Orry tinggal di asrama siswa yang ada di sebelah SMK-nya. Satu kompleks dengan tempat tinggal para bruder. Diapit oleh kompleks gedung SMK dan SMA milik kongregasi yang sama.

Hanya ada tujuh siswa SMK dari total hampir empat puluh orang yang tinggal di asrama itu. Jadi, hanya sedikit yang tahu bahwa ada akses masuk ke dalam area SMK melalui pintu belakang bruderan, tembus ke belakang bangunan gudang.

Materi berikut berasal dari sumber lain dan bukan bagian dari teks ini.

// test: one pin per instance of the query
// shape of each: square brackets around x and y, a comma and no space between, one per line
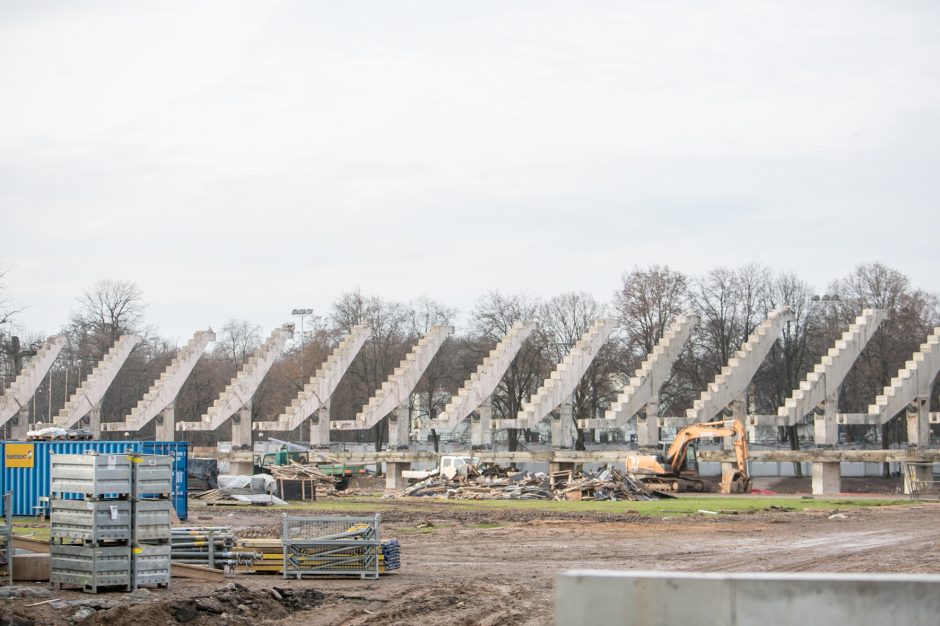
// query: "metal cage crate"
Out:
[90,521]
[90,474]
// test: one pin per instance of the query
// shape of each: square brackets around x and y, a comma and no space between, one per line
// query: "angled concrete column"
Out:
[481,428]
[739,412]
[19,425]
[398,426]
[647,426]
[241,427]
[563,426]
[320,427]
[827,479]
[166,422]
[918,436]
[94,420]
[393,479]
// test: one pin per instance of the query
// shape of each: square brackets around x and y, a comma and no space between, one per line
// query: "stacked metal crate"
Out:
[90,512]
[151,519]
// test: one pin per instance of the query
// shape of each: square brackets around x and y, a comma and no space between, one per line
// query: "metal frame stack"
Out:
[331,546]
[91,521]
[151,519]
[6,538]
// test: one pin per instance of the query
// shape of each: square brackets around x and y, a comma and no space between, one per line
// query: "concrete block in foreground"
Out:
[648,598]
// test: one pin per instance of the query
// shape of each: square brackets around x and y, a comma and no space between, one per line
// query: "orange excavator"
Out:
[677,469]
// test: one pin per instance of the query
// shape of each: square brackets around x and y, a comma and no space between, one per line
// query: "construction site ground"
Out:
[494,562]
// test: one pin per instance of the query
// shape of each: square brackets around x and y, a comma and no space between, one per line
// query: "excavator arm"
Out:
[675,455]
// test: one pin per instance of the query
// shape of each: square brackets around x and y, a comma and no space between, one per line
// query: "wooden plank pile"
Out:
[297,481]
[495,483]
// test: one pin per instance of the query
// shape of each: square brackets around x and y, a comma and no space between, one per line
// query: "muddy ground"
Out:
[469,566]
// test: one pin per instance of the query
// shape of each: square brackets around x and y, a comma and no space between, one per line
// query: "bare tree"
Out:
[443,372]
[238,339]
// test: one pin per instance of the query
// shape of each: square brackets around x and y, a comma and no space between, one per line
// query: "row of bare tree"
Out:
[730,303]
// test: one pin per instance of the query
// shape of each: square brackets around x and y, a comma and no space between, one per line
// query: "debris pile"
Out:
[491,482]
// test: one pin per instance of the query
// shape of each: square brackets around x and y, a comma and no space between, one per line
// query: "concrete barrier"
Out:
[646,598]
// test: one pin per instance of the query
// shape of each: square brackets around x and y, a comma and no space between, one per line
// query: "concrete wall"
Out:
[645,598]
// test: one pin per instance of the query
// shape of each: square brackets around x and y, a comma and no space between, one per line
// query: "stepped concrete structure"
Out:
[910,392]
[557,389]
[477,391]
[21,390]
[642,391]
[313,401]
[393,398]
[235,400]
[729,385]
[160,400]
[821,387]
[87,398]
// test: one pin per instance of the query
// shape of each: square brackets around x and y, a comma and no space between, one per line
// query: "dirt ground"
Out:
[462,565]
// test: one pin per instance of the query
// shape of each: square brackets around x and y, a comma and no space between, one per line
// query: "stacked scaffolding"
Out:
[90,510]
[331,546]
[6,539]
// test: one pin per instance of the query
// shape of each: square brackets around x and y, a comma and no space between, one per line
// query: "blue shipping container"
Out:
[26,472]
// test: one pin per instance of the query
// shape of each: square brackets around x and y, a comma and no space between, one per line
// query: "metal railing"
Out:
[919,487]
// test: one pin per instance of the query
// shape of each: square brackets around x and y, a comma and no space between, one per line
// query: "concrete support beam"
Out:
[481,427]
[94,420]
[399,422]
[241,427]
[918,436]
[393,478]
[320,427]
[19,425]
[166,422]
[17,396]
[827,479]
[563,426]
[647,426]
[560,466]
[484,380]
[585,598]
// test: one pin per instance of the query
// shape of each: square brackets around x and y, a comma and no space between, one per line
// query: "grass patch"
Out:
[484,525]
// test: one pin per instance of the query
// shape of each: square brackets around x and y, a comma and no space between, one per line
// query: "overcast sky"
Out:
[237,160]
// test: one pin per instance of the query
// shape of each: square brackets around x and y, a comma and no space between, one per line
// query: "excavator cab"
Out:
[691,460]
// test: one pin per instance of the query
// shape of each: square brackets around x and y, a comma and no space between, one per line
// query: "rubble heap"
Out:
[491,482]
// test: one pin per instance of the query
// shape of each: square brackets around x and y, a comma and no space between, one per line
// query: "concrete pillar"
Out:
[320,427]
[241,428]
[166,423]
[554,467]
[918,436]
[647,426]
[481,431]
[827,478]
[563,426]
[393,478]
[739,412]
[398,426]
[19,425]
[94,420]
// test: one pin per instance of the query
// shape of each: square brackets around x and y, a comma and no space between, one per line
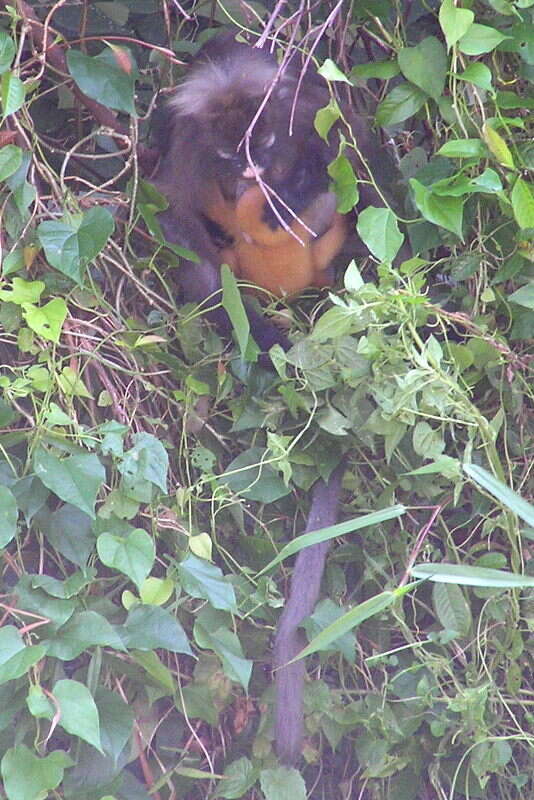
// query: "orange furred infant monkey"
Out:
[282,261]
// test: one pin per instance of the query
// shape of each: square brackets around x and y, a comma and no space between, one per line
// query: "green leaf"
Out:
[379,230]
[451,607]
[69,531]
[233,305]
[345,184]
[480,39]
[146,461]
[228,647]
[152,665]
[444,211]
[340,529]
[8,516]
[28,777]
[479,75]
[524,296]
[497,145]
[331,72]
[156,591]
[353,618]
[201,579]
[471,576]
[463,148]
[455,22]
[47,320]
[374,69]
[402,102]
[75,479]
[150,627]
[83,630]
[325,118]
[21,662]
[101,78]
[116,722]
[501,492]
[247,475]
[22,291]
[282,783]
[238,777]
[74,241]
[414,62]
[523,203]
[132,555]
[7,51]
[12,93]
[78,711]
[10,159]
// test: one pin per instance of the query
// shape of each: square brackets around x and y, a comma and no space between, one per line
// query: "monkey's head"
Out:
[222,95]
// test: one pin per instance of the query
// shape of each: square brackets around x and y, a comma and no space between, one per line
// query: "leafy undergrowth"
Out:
[149,475]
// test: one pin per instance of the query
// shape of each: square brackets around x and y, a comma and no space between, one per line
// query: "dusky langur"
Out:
[218,210]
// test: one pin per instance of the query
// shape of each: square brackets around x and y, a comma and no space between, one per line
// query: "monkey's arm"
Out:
[289,640]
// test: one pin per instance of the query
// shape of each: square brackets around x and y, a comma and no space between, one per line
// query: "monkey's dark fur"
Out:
[204,150]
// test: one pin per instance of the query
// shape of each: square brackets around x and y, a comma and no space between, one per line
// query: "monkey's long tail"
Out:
[289,640]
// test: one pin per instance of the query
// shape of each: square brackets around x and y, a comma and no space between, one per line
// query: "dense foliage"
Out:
[150,473]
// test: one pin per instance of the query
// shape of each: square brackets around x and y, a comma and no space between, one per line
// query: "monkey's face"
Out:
[232,148]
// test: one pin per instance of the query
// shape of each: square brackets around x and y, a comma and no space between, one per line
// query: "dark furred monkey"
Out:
[217,209]
[207,176]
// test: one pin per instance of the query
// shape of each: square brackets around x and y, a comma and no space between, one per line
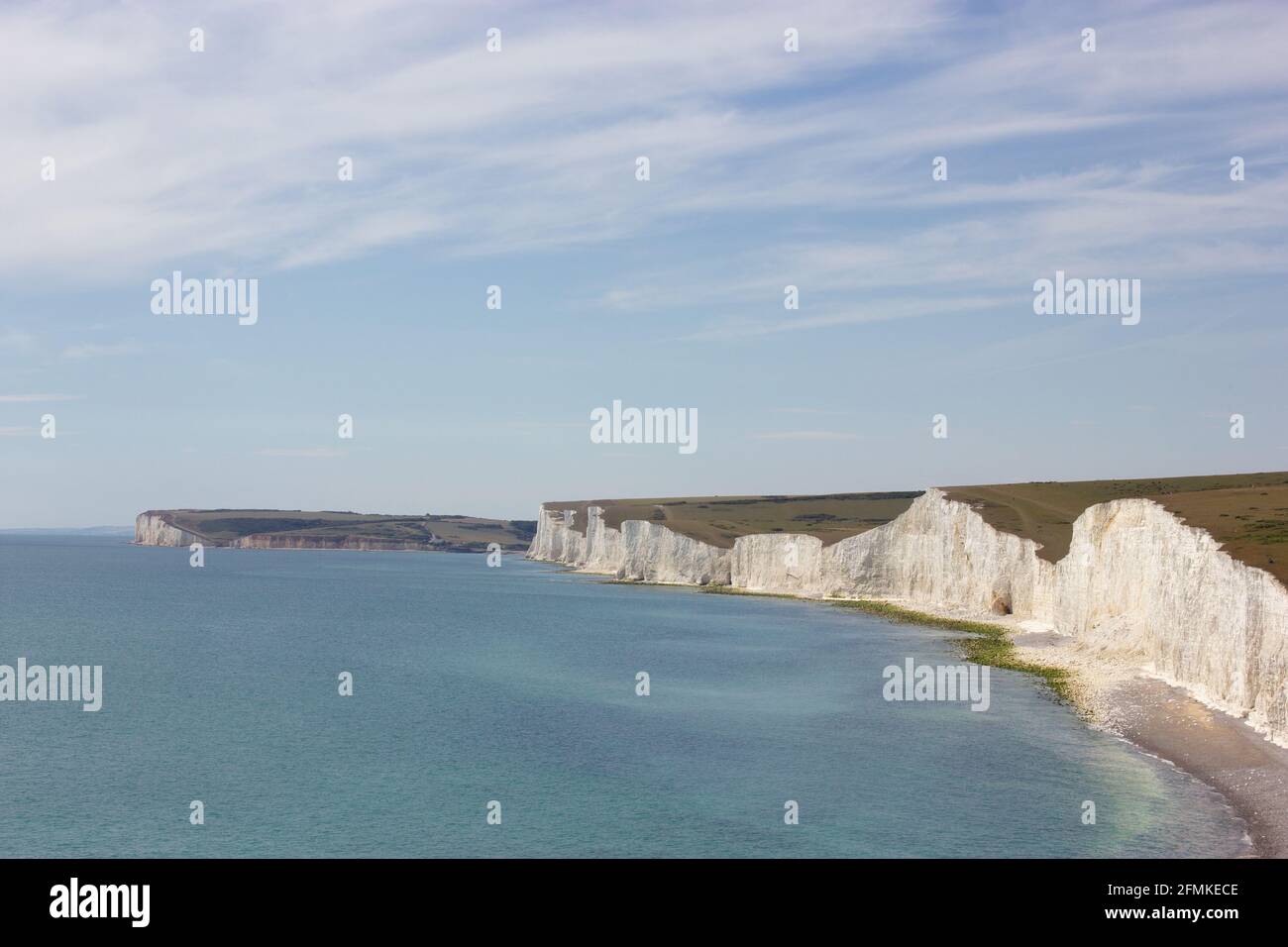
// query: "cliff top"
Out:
[325,526]
[1245,513]
[717,521]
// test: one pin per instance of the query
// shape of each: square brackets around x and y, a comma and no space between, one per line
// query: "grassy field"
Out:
[1247,513]
[455,532]
[720,519]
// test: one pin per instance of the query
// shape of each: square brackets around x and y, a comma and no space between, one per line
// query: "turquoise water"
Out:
[518,684]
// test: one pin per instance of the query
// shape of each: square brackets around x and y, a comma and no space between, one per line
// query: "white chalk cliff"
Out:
[153,528]
[1136,581]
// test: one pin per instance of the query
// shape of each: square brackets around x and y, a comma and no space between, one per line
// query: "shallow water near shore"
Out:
[518,684]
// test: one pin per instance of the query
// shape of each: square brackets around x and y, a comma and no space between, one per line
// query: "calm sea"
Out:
[516,684]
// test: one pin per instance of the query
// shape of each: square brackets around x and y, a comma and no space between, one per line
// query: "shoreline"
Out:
[1121,696]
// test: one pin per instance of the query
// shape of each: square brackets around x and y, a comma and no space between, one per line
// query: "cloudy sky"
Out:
[518,169]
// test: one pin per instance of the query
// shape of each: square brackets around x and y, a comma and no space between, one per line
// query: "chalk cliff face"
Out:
[154,530]
[1136,579]
[357,543]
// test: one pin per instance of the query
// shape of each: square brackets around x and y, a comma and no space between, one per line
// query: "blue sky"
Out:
[518,169]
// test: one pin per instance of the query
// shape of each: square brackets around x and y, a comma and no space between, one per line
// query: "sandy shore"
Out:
[1219,749]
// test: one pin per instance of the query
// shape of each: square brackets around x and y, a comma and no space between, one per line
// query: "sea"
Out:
[408,705]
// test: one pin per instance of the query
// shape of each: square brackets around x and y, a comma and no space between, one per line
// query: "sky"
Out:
[518,169]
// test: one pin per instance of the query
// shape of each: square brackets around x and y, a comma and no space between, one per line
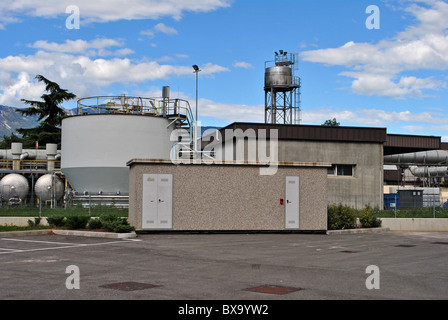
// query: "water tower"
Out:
[282,89]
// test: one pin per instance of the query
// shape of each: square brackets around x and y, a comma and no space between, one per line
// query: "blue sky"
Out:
[393,77]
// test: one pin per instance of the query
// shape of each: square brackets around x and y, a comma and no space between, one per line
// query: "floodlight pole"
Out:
[196,70]
[195,127]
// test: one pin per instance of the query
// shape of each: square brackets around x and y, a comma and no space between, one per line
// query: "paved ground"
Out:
[224,266]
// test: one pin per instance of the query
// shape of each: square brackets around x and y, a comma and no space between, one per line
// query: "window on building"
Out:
[342,170]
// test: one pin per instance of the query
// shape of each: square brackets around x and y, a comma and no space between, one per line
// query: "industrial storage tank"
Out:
[14,186]
[48,187]
[99,141]
[278,76]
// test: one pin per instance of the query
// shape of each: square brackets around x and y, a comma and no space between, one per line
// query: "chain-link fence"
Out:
[28,204]
[404,203]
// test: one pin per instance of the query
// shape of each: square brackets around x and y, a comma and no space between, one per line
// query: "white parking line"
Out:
[67,246]
[37,241]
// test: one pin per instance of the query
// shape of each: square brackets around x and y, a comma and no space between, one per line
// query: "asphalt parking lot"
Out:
[226,267]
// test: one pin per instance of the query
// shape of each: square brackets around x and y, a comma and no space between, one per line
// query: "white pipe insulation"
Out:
[419,158]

Area yang memang jarang sekali terjamah.

Selama hampir satu minggu ini, setiap selesai makan malam bersama, sebelum jam belajar dimulai kembali, ia menyelinap melalui tembusan itu. Melakukan tugasnya. Memasang pernak-pernik rayuan gombal sesuai jadwalnya.

Kuncinya? Orry meringis dalam hati. Kalau tidak melibatkan 'orang dalam', mana bisa ia memegang kunci duplikat kotak mading dengan bebas?

Senin malam, ia sempat tepergok salah seorang bruder. Baru saja tangannya hendak menjangkau handel pintu tembusan dari arah asrama ketika ia mendengar ada yang berdehem di belakangnya. Ia menoleh mendapati Bruder Lambang menatapnya dengan alis terangkat. Ia meringis.

"Mau ngapain, Ry?" tegur bruder berusia limapuluhan itu.

Orry sempat gugup sejenak. Tapi otaknya secepat kilat mencari alasan.

"Jangka set saya tertinggal di kelas, Bruder," jawabnya.

"Pinjam teman dulu bisa, kan?"

"Mm... Ya, bisa, Bruder," angguknya patuh. Tapi otaknya terus berputar.

Keduanya kemudian meninggalkan tempat itu. Mereka berpisah di ujung selasar samping aula. Bruder Lambang berbelok ke kanan ke arah biara, sedangkan Orry ke kiri ke arah asrama.

Ketika sudah sampai di ujung selasar, Orry menengok ke belakang. Bruder Lambang sudah tak tampak lagi. Secepat kilat ia berbelok ke kiri. Melangkah hampir berlari memutari aula dan kembali ke pintu belakang.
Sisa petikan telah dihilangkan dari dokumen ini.